La empresa de concesiones Odinsa, filial del Grupo Argos, ejecutó una reestructuración integral de su organigrama en Latinoamérica que derivó en la salida inmediata de cuatro de sus directivos más visibles. Carlos Mario Alzate, Eduardo Bettin, Jorge Londoño y Andrés Ortega dejarán sus funciones el próximo 30 de abril, en un movimiento que la firma justifica bajo una agenda de simplificación y deber fiduciario con los accionistas.

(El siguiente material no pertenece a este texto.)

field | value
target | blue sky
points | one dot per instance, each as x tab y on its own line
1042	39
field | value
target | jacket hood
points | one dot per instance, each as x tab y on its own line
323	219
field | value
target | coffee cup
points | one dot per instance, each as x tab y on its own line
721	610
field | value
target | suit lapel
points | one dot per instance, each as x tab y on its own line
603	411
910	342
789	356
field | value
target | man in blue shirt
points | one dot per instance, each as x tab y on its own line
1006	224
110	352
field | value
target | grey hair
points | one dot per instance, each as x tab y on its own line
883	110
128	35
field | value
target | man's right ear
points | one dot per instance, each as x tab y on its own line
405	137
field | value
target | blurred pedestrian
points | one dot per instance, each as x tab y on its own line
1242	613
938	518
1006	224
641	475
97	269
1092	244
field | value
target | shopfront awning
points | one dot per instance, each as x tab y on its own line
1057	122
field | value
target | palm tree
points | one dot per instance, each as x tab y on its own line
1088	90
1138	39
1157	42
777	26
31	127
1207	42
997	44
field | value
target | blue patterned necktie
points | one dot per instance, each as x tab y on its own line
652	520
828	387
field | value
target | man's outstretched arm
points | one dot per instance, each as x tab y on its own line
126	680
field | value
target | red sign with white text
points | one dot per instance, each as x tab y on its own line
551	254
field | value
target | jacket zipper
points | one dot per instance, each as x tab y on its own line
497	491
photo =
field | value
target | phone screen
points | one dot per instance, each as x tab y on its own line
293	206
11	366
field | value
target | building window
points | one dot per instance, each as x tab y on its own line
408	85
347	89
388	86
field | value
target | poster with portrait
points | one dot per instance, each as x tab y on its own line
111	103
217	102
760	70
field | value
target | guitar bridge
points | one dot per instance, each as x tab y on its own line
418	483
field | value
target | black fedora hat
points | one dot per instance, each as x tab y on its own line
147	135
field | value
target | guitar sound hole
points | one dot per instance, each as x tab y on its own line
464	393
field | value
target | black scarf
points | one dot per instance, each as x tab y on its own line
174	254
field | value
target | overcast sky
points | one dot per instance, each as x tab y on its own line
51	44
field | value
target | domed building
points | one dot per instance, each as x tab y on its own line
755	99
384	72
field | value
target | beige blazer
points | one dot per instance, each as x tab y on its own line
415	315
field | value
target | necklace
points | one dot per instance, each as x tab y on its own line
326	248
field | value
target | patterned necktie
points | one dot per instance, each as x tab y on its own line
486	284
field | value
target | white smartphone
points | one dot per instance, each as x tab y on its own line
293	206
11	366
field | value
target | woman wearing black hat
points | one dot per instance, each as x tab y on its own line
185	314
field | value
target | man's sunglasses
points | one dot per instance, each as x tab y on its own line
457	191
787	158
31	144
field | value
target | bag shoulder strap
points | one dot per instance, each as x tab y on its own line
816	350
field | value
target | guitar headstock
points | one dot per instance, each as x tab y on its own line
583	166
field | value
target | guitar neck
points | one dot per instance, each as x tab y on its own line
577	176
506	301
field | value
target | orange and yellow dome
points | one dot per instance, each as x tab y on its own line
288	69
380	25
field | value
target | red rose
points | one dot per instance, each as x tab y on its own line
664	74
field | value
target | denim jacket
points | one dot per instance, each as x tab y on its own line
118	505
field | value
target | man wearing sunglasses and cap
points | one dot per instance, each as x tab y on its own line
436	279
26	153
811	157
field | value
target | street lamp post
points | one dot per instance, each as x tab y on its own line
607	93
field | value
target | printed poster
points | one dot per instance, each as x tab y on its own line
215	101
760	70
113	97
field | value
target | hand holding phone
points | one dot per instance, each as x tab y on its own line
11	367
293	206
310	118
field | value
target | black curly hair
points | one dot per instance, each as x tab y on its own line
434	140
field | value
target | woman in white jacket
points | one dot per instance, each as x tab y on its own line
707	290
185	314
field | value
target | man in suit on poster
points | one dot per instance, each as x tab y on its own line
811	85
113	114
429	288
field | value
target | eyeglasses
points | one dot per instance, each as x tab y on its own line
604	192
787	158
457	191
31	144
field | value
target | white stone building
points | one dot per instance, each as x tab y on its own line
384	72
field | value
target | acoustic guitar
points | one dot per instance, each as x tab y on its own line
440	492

Este ajuste no es un simple cambio de nombres, sino una metamorfosis en la cadena de mando. La compañía optó por la absorción de funciones, dejando la columna vertebral de la operación en manos de un círculo reducido. Pablo Arroyave, actual vicepresidente Financiero, asumirá ahora el control de las áreas Administrativa, Desarrollo de Negocios y la vertical de Odinsa Aguas. Por su parte, Gustavo Ordóñez unificará el poder operativo al quedar al frente tanto de la vertical de Vías como de la de Aeropuertos, consolidando la gestión de terminales aéreas y concesiones viales en un solo despacho. Finalmente, la vicepresidencia de Asuntos Legales e Institucionales será ocupada por Juliana Matallana, quien deberá blindar jurídicamente esta nueva etapa de concentración de responsabilidades.
Desde la perspectiva del análisis corporativo, el movimiento sugiere un intento por erradicar la fragmentación en la toma de decisiones, aunque implica una carga operativa masiva para los ejecutivos designados. La salida de los cuatro directivos mencionados marca el cierre de un ciclo en la gestión de activos estratégicos como Autopistas del Café y el Túnel de Oriente. La empresa sostiene que esta estructura «más ágil» es necesaria para garantizar un crecimiento rentable, mientras el mercado observa con atención cómo la redistribución de estas cargas de trabajo afectará la ejecución de los proyectos de infraestructura hídrica y de transporte que la firma lidera en la región.